Due sole presenze per un totale di 33 minuti. Questa è stata la prima avventura di Oliver Provstgaard. Il giovane difensore che la Lazio ha prelevato dal Vejle, una delle squadre più in vista del campionato danese, per rinforzare ringiovanendolo il reparto arretrato biancoceleste. Due presenze, entrambe in trasferta a Bergamo e a Empoli, due partite e due vittorie, almeno possiamo considerarlo un portafortuna. Ma i tifosi sono rimasti impressionati da quei minuti finali al “Castellani“, quando con la testa fasciata per un violento scontro aereo con un avversario, non ha esitato a continuare a duellare nonostante quel vistoso turbante.
La scelta giusta
Prima di esordire con una vittoria insieme alla sua nazionale Under 21, nell’Europeo di categoria, il giovane difensore ha raccontato a una televisione locale tutte le sue emozioni per essere arrivato a Roma, nella Lazio e nel campionato italiano. “Sono in forma, non mi sono mai sentito così bene.
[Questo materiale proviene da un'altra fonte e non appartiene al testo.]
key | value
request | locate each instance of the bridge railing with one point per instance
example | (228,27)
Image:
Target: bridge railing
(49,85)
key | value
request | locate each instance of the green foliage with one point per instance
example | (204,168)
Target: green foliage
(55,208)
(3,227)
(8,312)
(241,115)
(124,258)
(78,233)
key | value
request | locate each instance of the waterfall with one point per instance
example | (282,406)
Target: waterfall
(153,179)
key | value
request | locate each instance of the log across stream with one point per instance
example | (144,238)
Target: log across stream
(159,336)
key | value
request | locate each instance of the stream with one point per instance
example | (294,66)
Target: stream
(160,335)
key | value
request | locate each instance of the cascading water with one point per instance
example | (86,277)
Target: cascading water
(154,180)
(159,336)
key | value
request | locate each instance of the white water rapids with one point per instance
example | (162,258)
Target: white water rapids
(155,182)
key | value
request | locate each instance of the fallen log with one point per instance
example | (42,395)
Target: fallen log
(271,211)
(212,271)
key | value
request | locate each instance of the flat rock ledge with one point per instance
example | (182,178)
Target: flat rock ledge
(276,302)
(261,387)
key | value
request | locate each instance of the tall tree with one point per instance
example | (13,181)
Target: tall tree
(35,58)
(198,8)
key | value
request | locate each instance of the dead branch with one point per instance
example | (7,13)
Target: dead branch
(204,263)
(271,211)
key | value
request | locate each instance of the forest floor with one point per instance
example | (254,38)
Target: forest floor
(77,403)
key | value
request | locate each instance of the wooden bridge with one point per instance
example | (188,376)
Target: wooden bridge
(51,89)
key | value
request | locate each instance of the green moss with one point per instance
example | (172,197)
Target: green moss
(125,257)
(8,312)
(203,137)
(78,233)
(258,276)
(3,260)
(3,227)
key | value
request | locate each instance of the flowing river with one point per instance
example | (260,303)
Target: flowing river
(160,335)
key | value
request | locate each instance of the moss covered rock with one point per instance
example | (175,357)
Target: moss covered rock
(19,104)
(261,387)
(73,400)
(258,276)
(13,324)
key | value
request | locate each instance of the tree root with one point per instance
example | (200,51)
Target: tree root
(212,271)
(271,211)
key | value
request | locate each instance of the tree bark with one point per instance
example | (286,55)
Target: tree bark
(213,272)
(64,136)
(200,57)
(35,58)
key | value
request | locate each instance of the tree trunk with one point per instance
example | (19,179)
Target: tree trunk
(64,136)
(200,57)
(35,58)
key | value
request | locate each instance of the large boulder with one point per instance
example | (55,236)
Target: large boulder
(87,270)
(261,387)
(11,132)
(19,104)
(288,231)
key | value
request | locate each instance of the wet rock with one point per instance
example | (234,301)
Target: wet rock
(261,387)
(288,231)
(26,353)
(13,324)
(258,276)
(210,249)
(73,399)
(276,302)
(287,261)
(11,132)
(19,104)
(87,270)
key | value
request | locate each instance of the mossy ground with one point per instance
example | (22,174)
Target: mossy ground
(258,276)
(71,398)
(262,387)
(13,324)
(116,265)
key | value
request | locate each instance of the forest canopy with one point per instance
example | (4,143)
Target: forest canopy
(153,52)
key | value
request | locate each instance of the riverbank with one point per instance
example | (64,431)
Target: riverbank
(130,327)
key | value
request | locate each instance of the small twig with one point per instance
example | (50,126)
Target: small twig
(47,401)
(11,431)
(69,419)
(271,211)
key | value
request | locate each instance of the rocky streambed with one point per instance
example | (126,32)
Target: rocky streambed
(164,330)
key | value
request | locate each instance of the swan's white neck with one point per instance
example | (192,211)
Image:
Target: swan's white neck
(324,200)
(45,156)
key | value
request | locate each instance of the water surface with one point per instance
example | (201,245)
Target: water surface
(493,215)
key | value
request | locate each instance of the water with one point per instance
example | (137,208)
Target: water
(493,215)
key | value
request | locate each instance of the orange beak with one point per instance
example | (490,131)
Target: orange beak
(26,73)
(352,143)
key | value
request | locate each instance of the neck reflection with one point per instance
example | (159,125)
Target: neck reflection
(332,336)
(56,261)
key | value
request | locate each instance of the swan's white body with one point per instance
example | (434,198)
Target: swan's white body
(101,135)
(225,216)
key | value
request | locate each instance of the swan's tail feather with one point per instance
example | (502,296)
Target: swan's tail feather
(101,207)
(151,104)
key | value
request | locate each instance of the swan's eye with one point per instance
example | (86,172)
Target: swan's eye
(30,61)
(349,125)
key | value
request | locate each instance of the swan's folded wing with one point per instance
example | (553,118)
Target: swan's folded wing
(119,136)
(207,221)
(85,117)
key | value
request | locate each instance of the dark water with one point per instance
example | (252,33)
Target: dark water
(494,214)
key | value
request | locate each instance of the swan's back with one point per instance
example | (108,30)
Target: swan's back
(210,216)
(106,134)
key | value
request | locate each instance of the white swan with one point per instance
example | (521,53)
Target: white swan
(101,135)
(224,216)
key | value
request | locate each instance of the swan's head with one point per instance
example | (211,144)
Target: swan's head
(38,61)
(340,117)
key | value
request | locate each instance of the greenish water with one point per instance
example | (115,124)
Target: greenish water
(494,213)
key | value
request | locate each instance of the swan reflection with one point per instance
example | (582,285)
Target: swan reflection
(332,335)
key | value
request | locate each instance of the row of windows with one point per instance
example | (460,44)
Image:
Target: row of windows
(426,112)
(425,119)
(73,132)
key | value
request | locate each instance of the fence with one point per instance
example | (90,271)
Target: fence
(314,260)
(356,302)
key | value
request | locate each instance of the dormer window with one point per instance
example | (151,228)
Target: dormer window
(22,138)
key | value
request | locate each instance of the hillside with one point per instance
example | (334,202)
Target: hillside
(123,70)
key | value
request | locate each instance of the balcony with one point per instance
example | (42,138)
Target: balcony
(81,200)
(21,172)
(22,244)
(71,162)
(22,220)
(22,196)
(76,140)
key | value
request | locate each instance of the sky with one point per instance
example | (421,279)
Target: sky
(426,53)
Sono arrivato alla Lazio con un obiettivo, ovvero quello di diventare un calciatore migliore a prescindere dal minutaggio. Gioco in una posizione in cui non si cambia molto durante le partite, e ne sono consapevole. Bisogna avere la testa a posto ed essere realisti. Sono davvero contento di aver trascorso 3-4 buoni mesi a Roma, dove mi sono ambientato, ho imparato la lingua e il modo di fare le cose. Io sono sempre consapevole delle mie qualità. Non ho giocato molto in un club importante come quello in cui sono finito, ma sapevo benissimo che sarebbe stato così quando sono arrivato. Sono sempre stato sicuro che per me fosse il piano giusto a lungo termine”.

Non deve essere stato per niente facile per un giovane del nord Europa mollare tutto per trasferirsi a Roma e provare a farsi conoscere nella Serie A italiana. Isaksen lo ha aiutato a inserirsi, a capire la città e il calcio italiano, ma ugualmente tutto è stato tremendamente diverso e difficile, ma anche tremendamente stimolante.
Il futuro gli appartiene
Questi mesi sono stati sicuramente di apprendistato, una full immersion in una dimensione totalmente differente che adesso avrà per forza di cose uno step in avanti importante: Maurizio Sarri in panchina pronto a spiegare a lui e ai suoi compagni come tornare a blindare la retroguardia biancoceleste. “Ho avuto un ottimo colloquio con la società della Lazio sul fatto che avrei dovuto migliorare il mio modo di difendere in Serie A. Credo decisamente di esserci già riuscito. Sono più bravo a usare la mia stazza che è molto importante quando si gioca ad alti livelli.

O almeno in Italia, dove il fisico conta molto di più che in Danimarca. Sento di essermi ambientato bene a Roma, mi hanno accolto alla grande. E soprattutto sento di meritare di essere alla Lazio. Sono super contento di come sta andando”. Oliver cercherà di arrivare più lontano possibile con la sua Danimarca, poi sarà tempo di vacanze, prima di tuffarsi nella seconda avventura con l’aquila sul petto.